Esaú ficou muito puto da vida mesmo. Peludo e carrancudo daquele jeito, parecia um gorilão revoltado. E fez um plano: Isaque não ia viver muito. Depois que o velho morresse e se cumprissem os dias de luto, ele, Esaú, mataria seu irmão. Simples assim. Ah, e vocês pensando que eles iam só ficar sem se falar por um tempo…
Porém Rebeca, que podia ter todos os defeitos mas de besta não tinha nada, ficou sabendo desse plano de Esaú e chamou Jacó para avisá-lo.
— Escuta aqui, moleque: seu irmão quer se vingar de você, ele vai te matar por causa daquela presepada que você aprontou.
— Que eu aprontei?! Mas mãe, foi idéia sua, eu só…
— Cala a boca, não discute com a mamãe! Presta atenção: Você vai embora agora mesmo para a casa do meu irmão Labão.
— Lobão?
— LABÃO, Jacó! Ele mora em Harã, você sabe.

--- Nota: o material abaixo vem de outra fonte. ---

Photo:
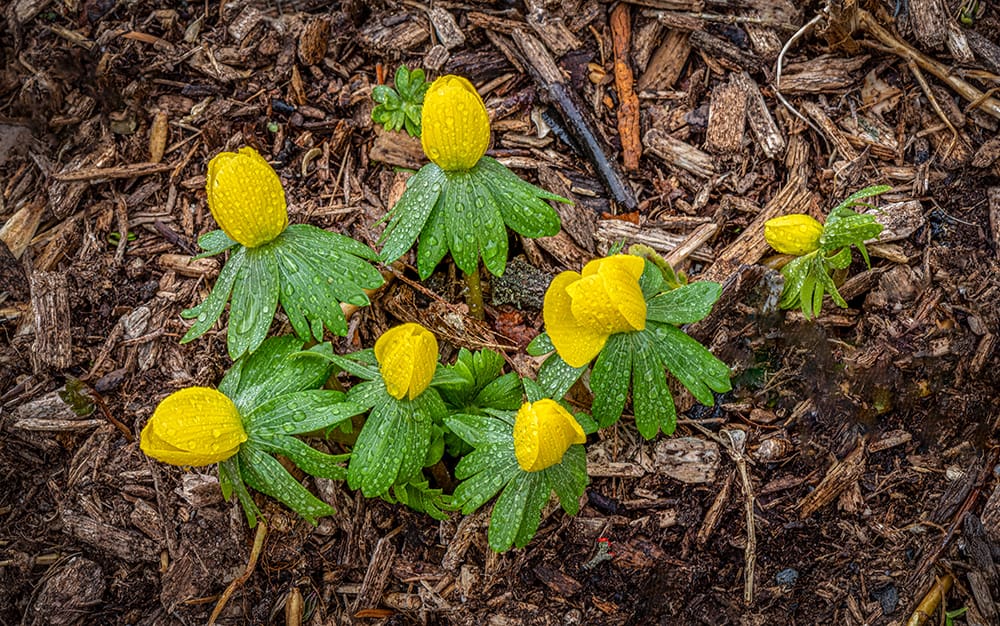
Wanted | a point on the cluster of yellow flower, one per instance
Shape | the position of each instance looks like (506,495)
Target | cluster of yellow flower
(582,313)
(200,426)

Fica por lá um tempo, até seu irmão esquecer do que você fez com ele.
— Mas mãe, Harã é tão longe…
— Cê tá ousado hoje, hein, moleque? Obedece a mamãe que você ganha mais, se você me obedecesse sempre, não tinha caído nessa confusão, pra começo de conversa.
— Mas mãe, foi justamente porque eu te obedeci que o Esaú…
— Chega de “mas mãe” pra lá, “mas mãe” pra cá! Parece papagaio!
— Mas mãe, nem existe papagaio aqui!
— Tá querendo apanhar, Jacó?
— Não, mãe.
— Então cala a boca e presta atenção! Quando Esaú estiver mais calmo, eu mando te chamarem de volta.
— Mas mãe, o pai também deve estar puto com a gente, quer dizer, comigo, não vai me deixar ir.
— Disso eu cuido.
Depois desse diálogo cheio de amor e carinho com seu filho predileto, Rebeca foi falar com o marido.
— Isaque do céu, não agüento mais essas hetéias do Esaú. Vivem me infernizando, falam mal de mim, não gostam da minha comida, dizem que nossa tenda é uma bagunça, criticam minhas roupas. Se Jacó se casar com uma hetéia ou qualquer mulher dessas de Canaã, eu me mato!
Isaque, sabendo do temperamento da esposa, nem discutiu. Além do mais, imaginem o desgosto na vida desse homem: o pai ameaçara matá-lo, além de privá-lo da convivência do irmão mais velho, o filho mais novo era um velhaco vigarista sem-vergonha e o mais velho ameaçava tornar-se um fratricida. Mais por apatia do que convencido pelo argumento de Rebeca, chamou Jacó, o abençoou e disse:
— Jacó, não quero que você se case com um dessas mulheres aqui de Canaã. Pega suas coisas e vai para a Mesopotâmia, para a casa do seu avô Betuel e seu tio Labão, vê se consegue se casar com uma de suas primas. Que deus te abençoe, meu filho.
E Jacó mais que depressa se mandou para a Mesopotâmia, viagenzinha rápida, oitocentos quilômetros em lombo de camelo.
E vejam vocês como era o Esaú: vendo que o pai abençoara Jacó novamente, não ficou com raiva do velho. Seu negócio era com Jacó, e isso seria resolvido mais tarde. Ficou sabendo que Isaque não queria que Jacó se casasse com uma mulher de Canaã e compreendeu que o pai não via as cananéias com bons olhos. Então, foi até as terras de Ismael, seu tio paterno, e casou-se com Maalate, filha de Ismael. Esaú pretendia com isso apenas agradar ao pai, casando-se com uma prima, exatamente o que Isaque ordenara a Jacó.